In prehistoric times, not only the famous iceman Ötzi but also the Celts and above all the Rheti passed through Naturno/Naturns and Merano and Environs. The Rheti were subjected to the Alpine campaign of the Roman Empire and pushed back into the mountains in the following years. A remnant of the Rhaeto-Romanic language can be found today among the Ladin-speaking valleys of South Tyrol. After the collapse of the Roman Empire, a migration of predominantly Bavarian tribes invaded South Tyrol and the population became Germanized. In the Middle Ages, the Counts of Tyrol, and Meinhard II in particular, successfully governed the area, which was subsequently named after the imposing Tyrol Castle. The area became more and more important, serving as a mint for coinage. In Merano/Meran, the first "Kreuzer" was coined, which later lent its name to an entire currency unit. After the reign of Meinhard II the region’s fame faded and the lands of the Counts of Tyrol were incorporated into the Habsburg Empire, with capital being moved to Innsbruck and the mint to Hall in Austria. Merano and its surrounding villages sank back into insignificance, living on agriculture and crafts, under constant threat from floods and fires and facing an emerging struggle for freedom during the 19th century.

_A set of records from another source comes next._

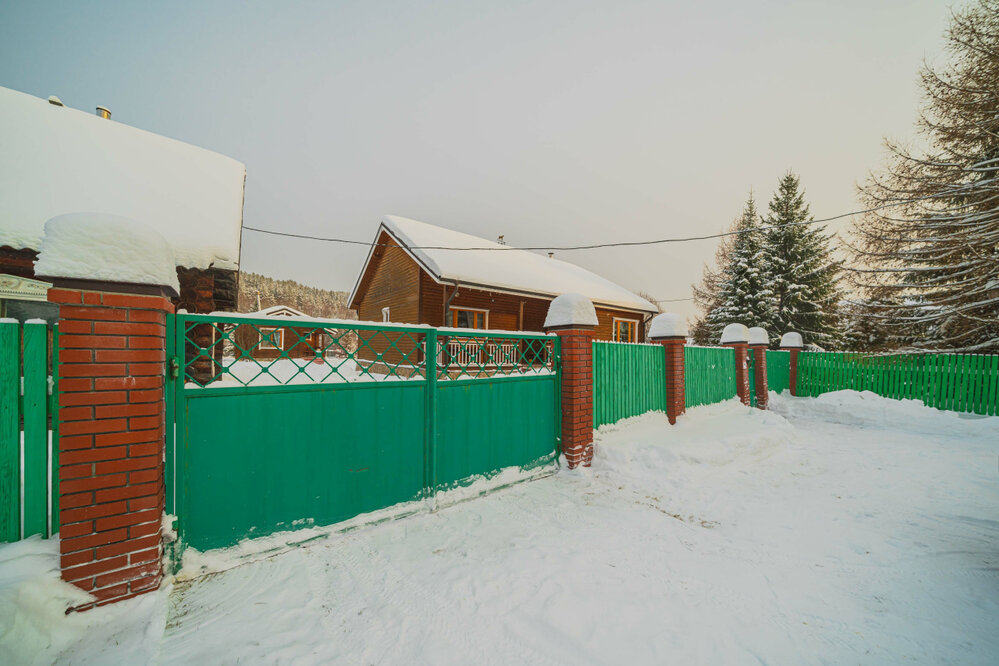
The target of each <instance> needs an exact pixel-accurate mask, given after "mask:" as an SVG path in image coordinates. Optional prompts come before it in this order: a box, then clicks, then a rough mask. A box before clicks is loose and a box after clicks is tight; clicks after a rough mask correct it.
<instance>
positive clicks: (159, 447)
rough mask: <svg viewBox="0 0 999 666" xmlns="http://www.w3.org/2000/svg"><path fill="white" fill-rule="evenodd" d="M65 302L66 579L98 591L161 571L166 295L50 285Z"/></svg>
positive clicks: (65, 512) (139, 593) (65, 543)
mask: <svg viewBox="0 0 999 666" xmlns="http://www.w3.org/2000/svg"><path fill="white" fill-rule="evenodd" d="M49 301H51V302H54V303H58V304H59V306H60V307H59V317H60V319H59V348H60V349H59V363H60V366H59V387H58V390H59V435H60V437H59V519H60V523H61V527H60V530H59V537H60V550H61V569H62V578H63V580H66V581H68V582H70V583H73V584H74V585H76V586H77V587H79V588H81V589H83V590H86V591H87V592H89V593H91V594H92V595H93V596H94V601H93V602H91V603H89V604H84V605H82V606H80V607H78V608H76V609H75V610H86V609H88V608H92V607H93V606H100V605H103V604H107V603H111V602H114V601H120V600H122V599H127V598H129V597H134V596H136V595H138V594H142V593H143V592H148V591H150V590H155V589H156V588H157V587H159V584H160V579H161V578H162V567H161V560H162V554H163V553H162V546H161V541H160V536H161V535H160V525H161V521H162V514H163V505H164V492H165V488H164V480H163V453H164V428H165V423H164V410H165V402H164V400H165V397H164V362H165V342H166V315H167V313H168V312H173V305H172V304H171V303H170V301H169V300H167V299H165V298H161V297H159V296H136V295H129V294H112V293H104V292H96V291H76V290H70V289H50V290H49Z"/></svg>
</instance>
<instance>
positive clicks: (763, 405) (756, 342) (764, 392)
mask: <svg viewBox="0 0 999 666" xmlns="http://www.w3.org/2000/svg"><path fill="white" fill-rule="evenodd" d="M769 345H770V335H769V334H768V333H767V331H766V329H764V328H760V327H759V326H754V327H753V328H751V329H749V353H750V354H752V355H753V380H754V382H755V384H756V407H757V409H766V408H767V401H768V398H769V397H770V387H769V386H767V347H768V346H769Z"/></svg>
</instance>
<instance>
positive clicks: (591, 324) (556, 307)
mask: <svg viewBox="0 0 999 666" xmlns="http://www.w3.org/2000/svg"><path fill="white" fill-rule="evenodd" d="M596 325H597V311H596V310H594V309H593V301H591V300H590V299H588V298H587V297H586V296H583V295H582V294H572V293H570V294H562V295H561V296H557V297H556V298H555V300H553V301H552V302H551V305H549V306H548V315H547V316H546V317H545V328H573V327H576V326H580V327H583V326H585V327H592V326H596Z"/></svg>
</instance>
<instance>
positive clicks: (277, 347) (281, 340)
mask: <svg viewBox="0 0 999 666" xmlns="http://www.w3.org/2000/svg"><path fill="white" fill-rule="evenodd" d="M260 348H261V349H284V329H283V328H262V329H260Z"/></svg>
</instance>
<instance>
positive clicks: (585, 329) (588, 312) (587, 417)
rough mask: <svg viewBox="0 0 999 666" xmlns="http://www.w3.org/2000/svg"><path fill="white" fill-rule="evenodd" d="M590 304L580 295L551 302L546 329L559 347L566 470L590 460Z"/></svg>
mask: <svg viewBox="0 0 999 666" xmlns="http://www.w3.org/2000/svg"><path fill="white" fill-rule="evenodd" d="M596 325H597V315H596V311H595V310H594V309H593V303H591V302H590V300H589V299H587V298H586V297H585V296H580V295H579V294H563V295H561V296H559V297H557V298H556V299H555V300H553V301H552V303H551V305H550V306H549V309H548V316H547V317H546V319H545V330H546V331H550V332H554V333H556V334H557V335H558V336H559V339H560V344H561V348H562V371H561V374H562V387H561V391H562V393H561V395H562V453H563V455H565V459H566V462H567V463H568V464H569V469H573V468H575V467H576V466H578V465H579V464H580V463H582V465H583V466H584V467H589V466H590V463H591V462H592V461H593V329H594V327H595V326H596Z"/></svg>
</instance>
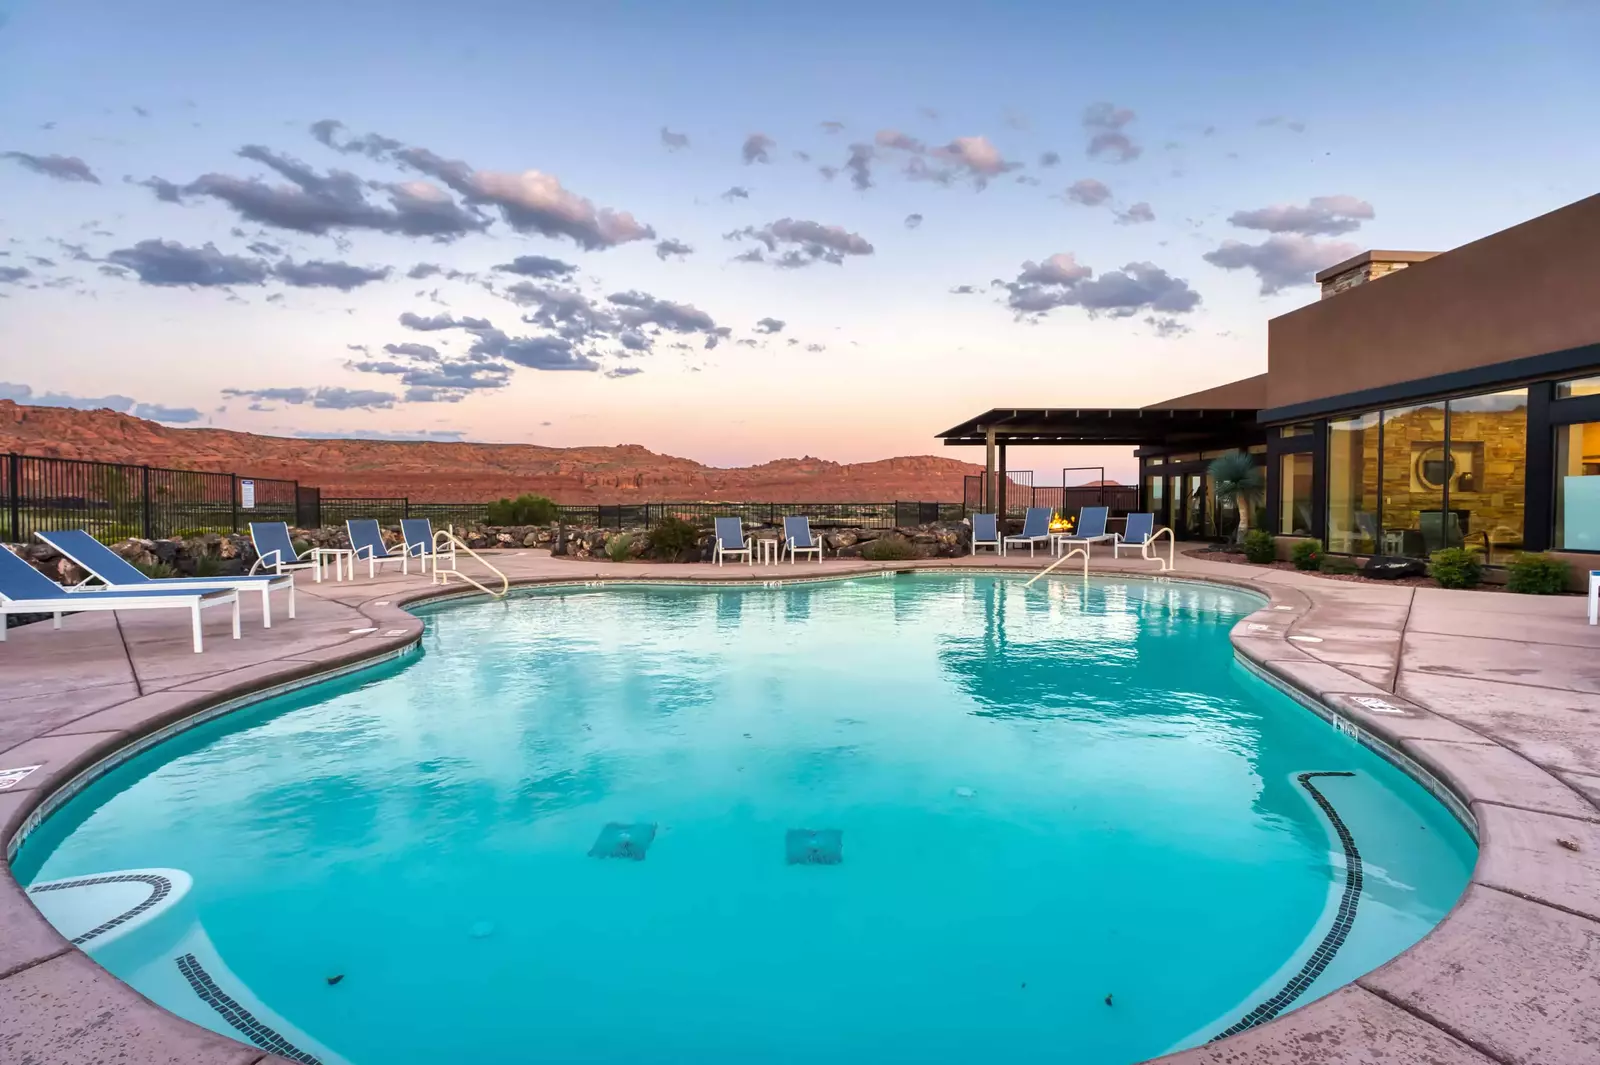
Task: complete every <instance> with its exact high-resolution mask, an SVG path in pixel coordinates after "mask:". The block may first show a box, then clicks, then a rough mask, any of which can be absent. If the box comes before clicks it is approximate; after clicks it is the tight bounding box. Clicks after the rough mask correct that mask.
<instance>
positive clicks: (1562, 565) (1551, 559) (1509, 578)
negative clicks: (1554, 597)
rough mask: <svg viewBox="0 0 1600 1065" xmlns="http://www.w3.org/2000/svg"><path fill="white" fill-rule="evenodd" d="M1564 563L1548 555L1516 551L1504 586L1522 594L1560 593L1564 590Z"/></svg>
mask: <svg viewBox="0 0 1600 1065" xmlns="http://www.w3.org/2000/svg"><path fill="white" fill-rule="evenodd" d="M1566 576H1568V569H1566V563H1563V561H1562V560H1560V558H1550V556H1549V555H1534V553H1528V552H1522V553H1518V555H1517V556H1515V558H1514V560H1512V561H1510V566H1509V577H1507V580H1506V587H1507V588H1510V590H1512V592H1522V593H1523V595H1560V593H1562V592H1565V590H1566Z"/></svg>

After Napoleon refused to give Tyrol to Austria and instead awarded it to Bavaria, along with a proposal to enforce massive reforms, the local people were stirred to resistance. As a hero of this time, a simple innkeeper from Passeiertal Valley went down in history as the leade of a successful struggle: Andreas Hofer. After the defeat of Napoleon, Tyrol was re-incorporated into Austria.
After this tumultuous period, Merano's second spring began: doctors recognized the city's health-promoting and soothing climate, attracting aristocrats, intellectuals and statesmen from all over Europe to Merano and helping to achieve international fame as a spa town. Religious traditions mixed, splendid villas and parks emerged and a high-profile cultural program kept this illustrious society in high spirits. To this day you can feel the sophisticated charm of Merano.
The First World War, the advent of fascism and the turmoil of postwar national identity characterized the events of the 20th century in Merano and its surrounrdings, as with all of South Tyrol. After a lengthy tug-of-war between governments in Vienna, Bolzano/Bozen and Rome, South Tyrol achieved local autonomy, allowing the local population the opportunity to develop their own economic and cultural self-determination. Quality of life, foresight and prosperity quickly replaced the initial conflicts between the language groups, and contributed to a harmonious coexistence in the region. This is what continues to make South Tyrol so unique today: an imposing natural setting, a lively population and the mixture of Alpine and Mediterranean lifestyle and culture.